BY JERRY HELZNER, CONTRIBUTING EDITOR

■ Regeneron Pharmaceuticals, developer of the anti-VEGF therapy Eylea for a range of retinal diseases, has announced a major research initiative among the Regeneron Genetics Center (RGC), UK Biobank, and GSK to generate genetic sequence data from the 500,000 volunteer participants in the UK Biobank resource. The initiative will enable researchers to gain valuable insights to support advances in the development of new medicines for a wide range of serious and life-threatening diseases.

Regeneron says that genetic evidence has revolutionized scientific discovery and drug development in recent years by providing clear links between genes and disease. Currently, an estimated 90% of potential medicines entering clinical trials fail to demonstrate the necessary efficacy and safety, and never reach patients. Many of these failures are due to an incomplete understanding of the link between the biological target of a drug and human disease. By contrast, medicines developed with human genetic evidence have had substantially higher success rates and patient care has benefited.

UK Biobank has been collecting information and samples from its 500,000 participants for the past 10 years, and ensures that data provided to health researchers do not identify them.

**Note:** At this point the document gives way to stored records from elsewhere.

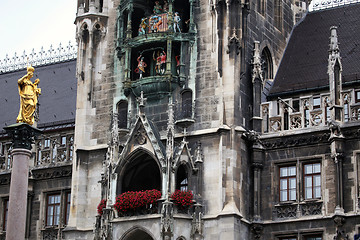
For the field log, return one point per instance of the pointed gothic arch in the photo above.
(122, 111)
(182, 177)
(140, 172)
(137, 233)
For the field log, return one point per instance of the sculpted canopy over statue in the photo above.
(29, 93)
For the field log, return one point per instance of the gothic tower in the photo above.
(169, 96)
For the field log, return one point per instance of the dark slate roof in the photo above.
(57, 99)
(304, 64)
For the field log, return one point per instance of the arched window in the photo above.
(137, 234)
(141, 173)
(186, 103)
(267, 65)
(182, 178)
(122, 110)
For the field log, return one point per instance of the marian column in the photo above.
(22, 134)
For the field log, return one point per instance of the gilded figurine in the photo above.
(157, 8)
(29, 93)
(177, 20)
(141, 66)
(160, 63)
(143, 26)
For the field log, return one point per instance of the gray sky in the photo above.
(31, 24)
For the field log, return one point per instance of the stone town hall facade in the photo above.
(253, 106)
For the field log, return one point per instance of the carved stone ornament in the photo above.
(197, 223)
(257, 230)
(167, 219)
(311, 209)
(286, 211)
(22, 135)
(234, 41)
(340, 233)
(140, 136)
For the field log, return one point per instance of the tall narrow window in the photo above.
(67, 208)
(265, 118)
(267, 64)
(122, 109)
(53, 210)
(357, 96)
(5, 213)
(327, 109)
(337, 83)
(261, 6)
(186, 103)
(312, 180)
(278, 14)
(306, 113)
(288, 183)
(181, 179)
(346, 100)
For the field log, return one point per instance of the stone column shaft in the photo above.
(16, 222)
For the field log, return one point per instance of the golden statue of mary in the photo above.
(29, 93)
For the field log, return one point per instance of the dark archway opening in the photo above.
(138, 235)
(142, 173)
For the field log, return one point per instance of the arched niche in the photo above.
(122, 111)
(182, 178)
(141, 172)
(267, 64)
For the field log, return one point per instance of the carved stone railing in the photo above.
(295, 121)
(44, 57)
(316, 118)
(355, 113)
(150, 209)
(294, 210)
(286, 211)
(275, 124)
(309, 209)
(51, 234)
(323, 4)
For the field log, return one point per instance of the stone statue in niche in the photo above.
(143, 26)
(160, 62)
(141, 66)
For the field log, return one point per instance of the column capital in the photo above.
(22, 135)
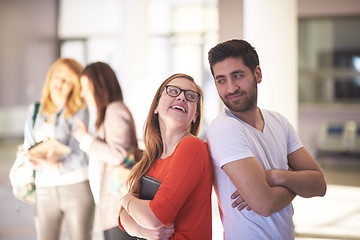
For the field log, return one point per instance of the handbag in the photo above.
(22, 174)
(22, 179)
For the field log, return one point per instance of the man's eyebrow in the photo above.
(232, 73)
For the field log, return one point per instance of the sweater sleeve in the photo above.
(187, 165)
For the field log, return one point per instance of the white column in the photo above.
(271, 27)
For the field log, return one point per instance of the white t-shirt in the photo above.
(231, 139)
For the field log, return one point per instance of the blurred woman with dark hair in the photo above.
(109, 138)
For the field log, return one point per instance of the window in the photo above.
(329, 60)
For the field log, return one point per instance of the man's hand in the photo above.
(239, 202)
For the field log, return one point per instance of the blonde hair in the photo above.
(152, 135)
(74, 102)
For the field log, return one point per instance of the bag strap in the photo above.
(36, 110)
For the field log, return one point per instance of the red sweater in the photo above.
(184, 196)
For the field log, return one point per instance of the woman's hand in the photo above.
(163, 233)
(81, 130)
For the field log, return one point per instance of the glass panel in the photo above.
(329, 56)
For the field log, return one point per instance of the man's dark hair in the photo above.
(234, 48)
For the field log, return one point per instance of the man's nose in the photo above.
(231, 87)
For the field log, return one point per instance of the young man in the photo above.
(258, 158)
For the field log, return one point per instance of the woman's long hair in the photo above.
(105, 85)
(74, 102)
(152, 135)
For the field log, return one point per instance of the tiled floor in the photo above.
(335, 216)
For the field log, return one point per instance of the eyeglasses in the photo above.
(174, 91)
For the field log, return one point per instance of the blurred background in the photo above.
(309, 54)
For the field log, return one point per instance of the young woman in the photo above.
(181, 208)
(62, 186)
(110, 136)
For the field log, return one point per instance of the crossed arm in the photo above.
(266, 192)
(140, 221)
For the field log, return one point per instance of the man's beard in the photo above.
(246, 103)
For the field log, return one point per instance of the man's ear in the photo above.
(258, 74)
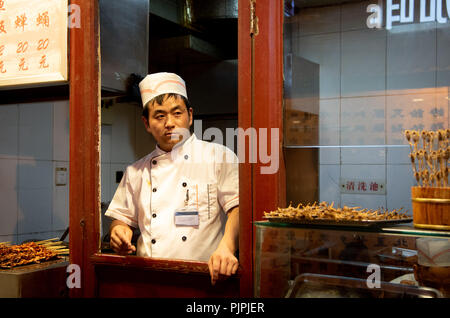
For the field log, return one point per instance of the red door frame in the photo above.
(84, 198)
(260, 76)
(260, 82)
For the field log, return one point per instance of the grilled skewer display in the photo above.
(30, 253)
(324, 211)
(430, 158)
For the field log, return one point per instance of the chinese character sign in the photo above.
(33, 41)
(363, 186)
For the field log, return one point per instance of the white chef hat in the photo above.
(161, 83)
(433, 251)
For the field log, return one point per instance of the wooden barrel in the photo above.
(431, 207)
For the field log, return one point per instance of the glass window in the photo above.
(357, 75)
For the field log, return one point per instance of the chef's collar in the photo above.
(178, 147)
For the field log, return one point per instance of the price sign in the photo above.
(33, 42)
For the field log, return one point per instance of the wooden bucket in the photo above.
(431, 207)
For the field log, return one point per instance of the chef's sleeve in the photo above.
(228, 180)
(122, 206)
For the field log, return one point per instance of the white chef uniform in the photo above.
(155, 187)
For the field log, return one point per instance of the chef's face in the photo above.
(168, 122)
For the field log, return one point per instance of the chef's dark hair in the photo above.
(160, 99)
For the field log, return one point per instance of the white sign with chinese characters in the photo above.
(363, 186)
(33, 42)
(402, 11)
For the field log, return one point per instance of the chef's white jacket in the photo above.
(155, 187)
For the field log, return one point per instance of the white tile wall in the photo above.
(354, 15)
(411, 57)
(329, 178)
(363, 121)
(366, 201)
(9, 138)
(329, 131)
(443, 56)
(36, 131)
(324, 50)
(35, 196)
(60, 215)
(8, 196)
(61, 128)
(363, 63)
(398, 188)
(319, 20)
(123, 133)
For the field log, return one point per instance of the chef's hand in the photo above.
(222, 262)
(121, 235)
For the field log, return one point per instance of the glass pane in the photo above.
(357, 75)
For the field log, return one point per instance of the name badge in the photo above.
(186, 218)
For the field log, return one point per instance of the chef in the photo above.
(183, 196)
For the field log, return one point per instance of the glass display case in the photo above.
(346, 261)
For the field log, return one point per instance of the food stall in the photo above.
(334, 198)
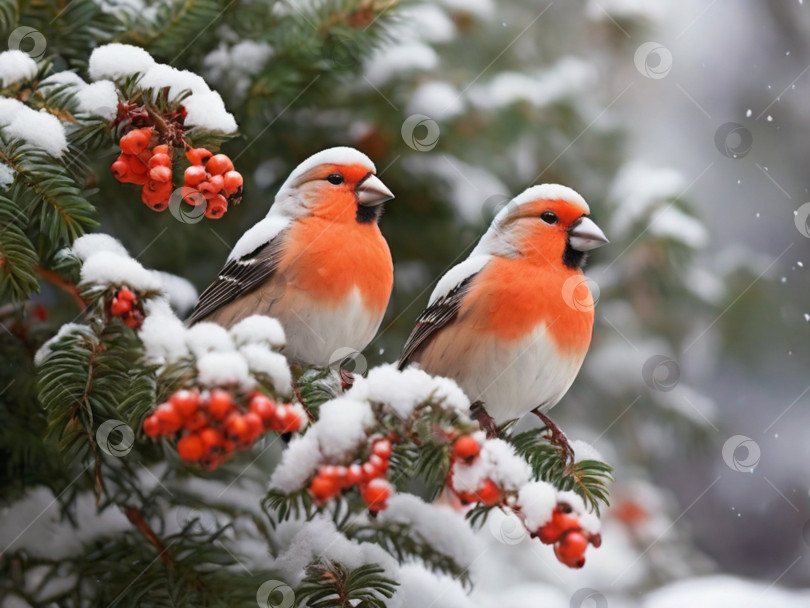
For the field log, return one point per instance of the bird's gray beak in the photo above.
(585, 235)
(372, 192)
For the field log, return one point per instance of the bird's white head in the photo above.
(337, 183)
(549, 222)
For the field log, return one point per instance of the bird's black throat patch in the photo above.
(367, 214)
(573, 258)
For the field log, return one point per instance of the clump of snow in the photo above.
(421, 588)
(497, 462)
(568, 76)
(670, 222)
(403, 390)
(37, 129)
(162, 333)
(443, 527)
(181, 293)
(439, 100)
(206, 337)
(389, 62)
(90, 244)
(207, 111)
(16, 66)
(259, 329)
(98, 99)
(637, 189)
(584, 451)
(318, 539)
(537, 500)
(119, 61)
(262, 360)
(6, 175)
(110, 268)
(223, 369)
(68, 328)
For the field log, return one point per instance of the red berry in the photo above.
(232, 182)
(218, 164)
(185, 402)
(125, 293)
(322, 489)
(196, 421)
(191, 448)
(220, 403)
(194, 175)
(212, 438)
(264, 407)
(170, 420)
(198, 156)
(466, 448)
(151, 426)
(354, 475)
(119, 307)
(160, 174)
(375, 494)
(159, 159)
(136, 141)
(381, 448)
(571, 549)
(489, 493)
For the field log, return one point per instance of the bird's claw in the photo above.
(556, 436)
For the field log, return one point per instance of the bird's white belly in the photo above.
(513, 378)
(315, 331)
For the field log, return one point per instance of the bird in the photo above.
(317, 262)
(510, 323)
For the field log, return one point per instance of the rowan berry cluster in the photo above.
(209, 426)
(570, 540)
(147, 156)
(368, 476)
(124, 305)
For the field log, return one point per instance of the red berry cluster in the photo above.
(211, 181)
(466, 449)
(210, 425)
(142, 161)
(566, 534)
(124, 305)
(369, 476)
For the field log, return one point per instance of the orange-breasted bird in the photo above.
(512, 323)
(317, 262)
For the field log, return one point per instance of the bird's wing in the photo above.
(259, 252)
(443, 306)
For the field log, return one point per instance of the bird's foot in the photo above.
(346, 379)
(486, 422)
(556, 436)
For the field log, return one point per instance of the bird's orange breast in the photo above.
(327, 260)
(511, 297)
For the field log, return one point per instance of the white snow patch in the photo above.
(392, 61)
(16, 66)
(438, 100)
(68, 328)
(107, 267)
(99, 99)
(259, 329)
(537, 500)
(181, 293)
(262, 360)
(118, 61)
(6, 175)
(223, 369)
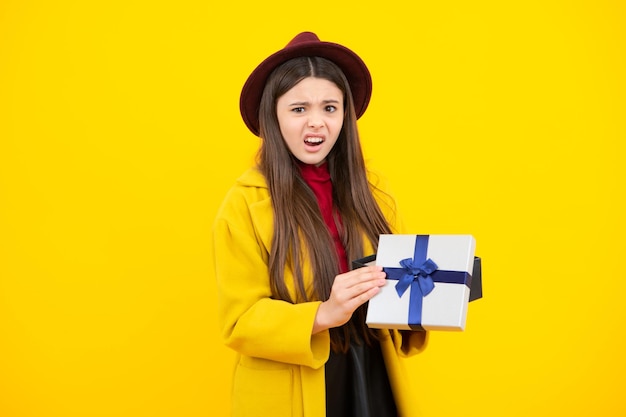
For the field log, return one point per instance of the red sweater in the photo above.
(318, 178)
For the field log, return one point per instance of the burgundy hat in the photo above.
(306, 44)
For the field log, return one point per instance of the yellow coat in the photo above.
(280, 369)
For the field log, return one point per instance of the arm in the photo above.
(253, 323)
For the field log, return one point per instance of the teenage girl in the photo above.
(284, 237)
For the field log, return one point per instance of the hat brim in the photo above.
(351, 64)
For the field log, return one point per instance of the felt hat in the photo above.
(306, 44)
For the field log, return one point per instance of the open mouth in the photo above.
(313, 141)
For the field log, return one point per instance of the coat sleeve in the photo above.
(253, 323)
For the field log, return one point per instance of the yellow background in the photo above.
(120, 133)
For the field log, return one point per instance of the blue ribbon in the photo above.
(424, 272)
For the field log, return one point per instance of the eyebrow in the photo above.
(304, 103)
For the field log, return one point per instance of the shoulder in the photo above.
(248, 197)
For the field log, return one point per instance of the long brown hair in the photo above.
(297, 218)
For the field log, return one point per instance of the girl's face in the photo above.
(310, 116)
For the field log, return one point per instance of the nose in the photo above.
(316, 120)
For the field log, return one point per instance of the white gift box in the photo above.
(407, 301)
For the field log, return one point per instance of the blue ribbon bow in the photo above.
(419, 273)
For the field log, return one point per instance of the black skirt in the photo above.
(357, 384)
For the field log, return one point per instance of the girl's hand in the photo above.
(348, 292)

The RGC and GSK have committed an initial investment to enable the sequencing of the first 50,000 samples, to be completed before the end of 2017. Sequencing of UK Biobank’s samples will be performed at the RGC facility, one of the world’s largest human genetics sequencing centers. Sequencing of the full 500,000 samples in UK Biobank is expected to take 3 to 5 years.

Consistent with the founding principles of UK Biobank, these sequence data will be incorporated back into UK Biobank’s resource following a standard exclusivity period for GSK and Regeneron and made openly available to the broader scientific community. Research findings will also be submitted for publication in peer-reviewed journals.

“The costs of gene sequencing are falling, but doing it on a large scale involves highly specialized capabilities and is expensive — with an estimated cost of $150 million if all 500,000 participants are sequenced,” said Sir Rory Collins, UK Biobank principal investigator, in a press release. “That is why academia and industry working together is so important.”

The RGC previously sequenced DNA samples from more than 150,000 individuals and is now sequencing at a rate exceeding 150,000 individuals per year. The center has successfully applied large-scale human genetics to discover new drug targets and validate existing development programs, and it has collaborated with more than 35 institutions worldwide.